CINCINNATI—Graduate clinical research training programs are designed to help young physicians focus on research careers, with the goal of increasing the number of clinician-investigators. But are they really playing a role in increased research productivity?

That’s what Jackie Knapke, EdM, academic program director for the Clinical and Translational Research Training Program in the UC Department of Environmental Health, set out to determine in a study focusing on pediatric fellows at Cincinnati Children’s Hospital Medical Center. 

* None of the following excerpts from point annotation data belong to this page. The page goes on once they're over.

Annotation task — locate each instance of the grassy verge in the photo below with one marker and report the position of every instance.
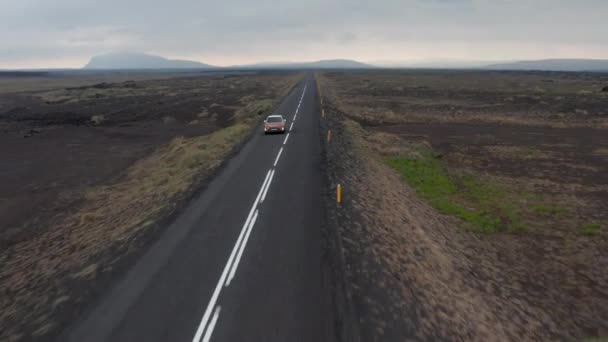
(592, 229)
(485, 206)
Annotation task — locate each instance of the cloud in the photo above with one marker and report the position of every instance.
(43, 33)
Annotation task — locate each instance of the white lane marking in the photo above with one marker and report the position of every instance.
(267, 187)
(240, 246)
(216, 315)
(218, 288)
(238, 257)
(278, 156)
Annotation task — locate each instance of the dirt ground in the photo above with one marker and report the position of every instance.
(419, 274)
(90, 171)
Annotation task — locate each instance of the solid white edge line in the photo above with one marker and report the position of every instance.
(267, 187)
(278, 156)
(218, 288)
(240, 254)
(216, 315)
(247, 226)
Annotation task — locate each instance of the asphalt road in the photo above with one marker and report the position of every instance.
(244, 260)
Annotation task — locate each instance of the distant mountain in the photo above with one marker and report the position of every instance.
(322, 64)
(555, 65)
(132, 60)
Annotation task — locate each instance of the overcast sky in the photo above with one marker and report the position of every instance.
(66, 33)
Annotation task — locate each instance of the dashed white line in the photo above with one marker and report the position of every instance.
(238, 257)
(278, 156)
(218, 288)
(237, 251)
(216, 315)
(267, 186)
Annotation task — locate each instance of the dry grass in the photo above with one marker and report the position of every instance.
(111, 218)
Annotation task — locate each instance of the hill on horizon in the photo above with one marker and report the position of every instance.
(135, 60)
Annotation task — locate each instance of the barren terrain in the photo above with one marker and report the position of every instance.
(93, 166)
(475, 203)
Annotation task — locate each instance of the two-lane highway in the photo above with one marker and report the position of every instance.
(244, 260)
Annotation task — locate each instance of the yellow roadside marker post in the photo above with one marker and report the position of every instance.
(339, 194)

The study, "Publication Track Records as a Metric of Clinical Research Training Effectiveness,” was published online Sept. 6 ahead of print in Clinical and Translational Science, the official journal of the Society for Clinical and Translational Science (SCTS).  Knapke is the corresponding author. 

"Few studies have quantitatively evaluated the success of physician-scientist training programs,” says Knapke. "Some success indicators, such as financial success and promotions as a result of such programs, are difficult to measure. But we can measure publications through open access databases available online.”

Knapke and her team set out to do just that, using a database of physicians who completed pediatrics fellowship programs at Cincinnati Children’s between 1995 and 2011. The study sample consisted of 296 participants: 54 who completed clinical research training at UC and 242 who did not. (UC has offered master’s-level training in clinical research methods since the early 1990s, most recently through the environmental health department’s MS in Clinical and Translational Research.)

Among graduates of the clinical research training program, 44 (81 percent) published at least one first-authored paper, compared with 149 (62 percent) of fellows who did not obtain the MS degree. The gap between graduates and non-graduates rose significantly in the three to four years following program completion.

Looking at total number of publications, the study determined that fellows who graduated from the training program were more productive, with a mean of 9.7 publications vs. 5.8 for non-graduates. Again, the gap was most significant three to four years after program completion.

"The three- to four-year lag can be explained by the typical career trajectory of a clinical investigator,” says Knapke, pointing out that it can take several years to complete all the steps of the publication process including funding, institutional review board approval and the publication process itself.  

Knapke and her team also found that overall, men were significantly more likely than women to publish. This "gender gap,” Knapke says, can perhaps be explained by maternity leave, lack of high-quality female mentors and/or part-time employment among women. However, she notes, there is no significant difference in publication rates by gender among MS graduates.

"This suggests that completing the clinical research training program is particularly beneficial to women, essentially eliminating the gender gap in publication productivity that we see in the non-alumni group,” she says, adding that further study is needed.

Knapke acknowledges several limitations in the study, most notably that it focuses on fellows at a single institution and therefore the results cannot be generalized. In addition, students who enroll in a clinical research training program are self-selecting and therefore presumably have a higher interest in research and publishing.

"Before generalizing these findings to other physician-scientist training programs, further evaluation is needed to assess consistency of program outcomes and effectiveness,” Knapke says. "Other measures of success should also be evaluated, such as grant awards and leadership positions, as well as intrinsic rewards of a successful research career.”

Authors in addition to Knapke were Joel Tsevat, MD, MPH, Paul Succop, PhD, Kpanda Djawe, PhD, Pierce Kuhnell and Erin Haynes, DrPH.

Funding support for the project came from the National Center for Research Resources and the National Institutes of Health’s National Center for Advancing Translational Sciences, through Grant 8 UL1 TR000077-05. The authors have no disclosures.